San Francisco Giants at Miami Marlins: Final Score & Recap
Line Score
| Team | 1 | 2 | 3 | 4 | 5 | 6 | 7 | 8 | 9 | R | H | E |
|---|---|---|---|---|---|---|---|---|---|---|---|---|
| SF | 0 | 1 | 0 | 0 | 0 | 2 | 0 | 0 | 0 | 3 | 9 | 0 |
| MIA | 1 | 0 | 0 | 0 | 1 | 0 | 2 | 0 | - | 4 | 10 | 0 |
The Story
The Miami Marlins defeated the San Francisco Giants 4-3 at loanDepot park on June 19, 2026, with the DiamondIQ model's estimate opening at a 62 percent pre-game home win probability and closing at 100 percent as Miami secured the final out. The Marlins built their margin incrementally, scoring in the first, fifth, and seventh innings while the Giants did their most significant damage in a two-run sixth. That sixth inning was the pivot point of the game in both directions: Rafael Devers delivered a home run off Michael Petersen that added 13.6 percentage points of win probability for San Francisco, and Casey Schmitt followed with a single off Tyler Zuber that added another 11.4 points, briefly threatening to flip the game's trajectory.

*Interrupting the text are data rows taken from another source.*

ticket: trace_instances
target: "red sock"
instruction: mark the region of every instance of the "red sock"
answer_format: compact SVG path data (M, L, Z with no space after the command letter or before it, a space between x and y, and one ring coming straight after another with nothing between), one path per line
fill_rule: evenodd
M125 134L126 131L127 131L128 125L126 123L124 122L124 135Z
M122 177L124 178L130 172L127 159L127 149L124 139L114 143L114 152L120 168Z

Miami answered immediately in the bottom half, but Connor Norby grounded into a double play off Landen Roupp that erased 8.4 percentage points of Marlins win probability and prevented what could have been a more comfortable cushion.
The decisive moment arrived in the bottom of the seventh when Liam Hicks delivered a single off Sam Hentges that registered a game-high plus-20.3 percent win-probability swing, the hit that effectively sealed Miami's victory. Hicks finished as the top batter by WPA at plus-21.2 percent, while Devers led the Giants with plus-13.4 percent and a RE24 of plus-1.2, reflecting the run value he generated despite being on the losing side. Owen Caissie contributed meaningfully for Miami as well, his fifth-inning double off Landen Roupp producing a plus-8.3 percent WPA swing and the highest RE24 among position players at plus-1.7. On the mound, Landen Roupp paced the pitching staff with plus-17.5 percent WPA, followed by Cade Gibson at plus-16.7 and Pete Fairbanks at plus-15.2, a collective pitching performance that held the Giants' nine-hit attack to three runs and gave Miami enough to work with through nine innings.